Em pleno 2017, homens gays ainda são impedidos de doar sangue

Por Beatriz Tavares

Proibição surgiu há cerca de 30 anos e vigora até os dias atuais

Mesmo com baixo estoque de sangue, pessoas que preenchem os requisitos básicos de doação são impedidas de ajudar o próximo. Estamos falando dos homens homossexuais. No auge dos anos 80, com a epidemia da Aids, foi criada uma portaria onde este grupo foi, a partir daí, impedido de doar sangue. Segundo a portaria, só é permitida a doação de sangue, depois de 12 meses da última relação sexual entre homens. Passadas três décadas, o avanço tecnológico e os novos conceitos inseridos na sociedade, os bancos de sangue ainda rejeitam esses doadores. De acordo com o Ministério da Saúde, entre os homens com HIV, há mais heterossexuais. Mas, contrariando uma tendência mundial, no Brasil, a proporção de homossexuais contaminados vem aumentando, principalmente entre os mais jovens.

Em contrapartida a isso, os bancos de sangue sofrem com a falta de abastecimento nos postos e os estoques estão ficando cada vez mais baixos. Por isso, grandes hemocentros, hospitais e instituições se mobilizam em prol da doação, mas há fatores que ainda impedem muita gente de ajudar. Embalada a luzes vermelhas, a maior campanha para estimular as doações ocorre nos meses de junho e julho, época de frio e férias, onde costuma-se ocorrer um maior declínio na doação. Mas, mesmo em tempos assim e preenchendo os requisitos comuns de doação (ter mais de 50 quilos e portar um documento com foto), os homens gays são impedidos de doar. Nesse caso, por manterem relações sexuais com outros homens, o que não difere ou interfere nos requisitos doacionais.

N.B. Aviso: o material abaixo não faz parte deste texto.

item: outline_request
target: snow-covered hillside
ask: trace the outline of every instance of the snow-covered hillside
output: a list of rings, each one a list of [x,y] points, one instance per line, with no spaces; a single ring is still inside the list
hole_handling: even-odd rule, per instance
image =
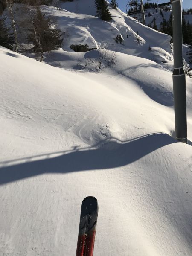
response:
[[[68,35],[44,64],[0,47],[0,255],[75,255],[93,195],[94,256],[190,256],[192,79],[186,145],[174,139],[169,36],[119,10],[102,21],[87,2],[42,7]],[[116,51],[115,64],[78,68],[99,54],[69,47],[85,43]]]

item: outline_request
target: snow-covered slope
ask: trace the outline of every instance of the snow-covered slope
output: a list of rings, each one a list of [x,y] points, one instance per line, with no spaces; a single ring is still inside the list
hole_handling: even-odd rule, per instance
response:
[[[169,36],[119,10],[102,21],[87,3],[42,7],[67,35],[45,55],[61,68],[0,47],[0,255],[75,255],[81,202],[92,195],[94,256],[190,256],[192,79],[186,145],[174,138]],[[116,51],[115,64],[78,69],[98,55],[69,47],[79,43]]]
[[[2,255],[74,255],[90,195],[96,256],[190,255],[191,146],[170,136],[172,107],[151,90],[163,82],[166,98],[171,73],[120,53],[116,70],[97,74],[0,54]]]

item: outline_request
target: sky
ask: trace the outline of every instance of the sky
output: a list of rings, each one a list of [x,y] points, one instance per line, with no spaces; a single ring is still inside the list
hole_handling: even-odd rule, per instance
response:
[[[118,4],[118,7],[123,12],[126,12],[126,5],[128,3],[129,0],[117,0],[117,2]],[[143,0],[143,3],[145,3],[146,0]],[[150,1],[151,3],[157,3],[157,0],[152,0]],[[159,3],[166,3],[169,2],[169,0],[159,0]],[[192,0],[183,0],[182,7],[184,9],[190,8],[192,7]]]

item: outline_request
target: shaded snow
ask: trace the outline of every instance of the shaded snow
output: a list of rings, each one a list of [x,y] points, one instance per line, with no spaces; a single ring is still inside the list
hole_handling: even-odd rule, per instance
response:
[[[63,49],[45,54],[46,63],[60,68],[0,47],[1,254],[75,255],[81,202],[93,195],[94,256],[190,256],[192,79],[186,145],[174,138],[169,36],[119,10],[115,22],[102,22],[90,1],[86,8],[81,0],[76,16],[76,2],[64,3],[67,10],[44,7],[68,29]],[[117,31],[125,45],[111,44]],[[115,64],[77,69],[77,61],[98,54],[70,50],[81,40],[109,45]]]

Conversamos com Lucas Oliveira, 23 anos, para saber mais sobre este problema enfrentado pelos homossexuais há tantos anos. Ele nos conta que nunca tentou doar sangue, pelo preconceito e constrangimento vivido por outros colegas. Lucas relata a tamanha insatisfação diante disso, afirmando ser preconceito e diz: “não compactuo com o sistema que me impede de ajudar outras vidas”. Lucas afirma que nunca ter ido doar sangue pode parecer egoísmo, porém, com as normas vigentes, não se sente bem mentindo sobre quem realmente é. Para saber se o doador é gay, antes da doação, os bancos receptores fazem uma entrevista, e, nessa entrevista, uma das perguntas é sobre as últimas relações sexuais.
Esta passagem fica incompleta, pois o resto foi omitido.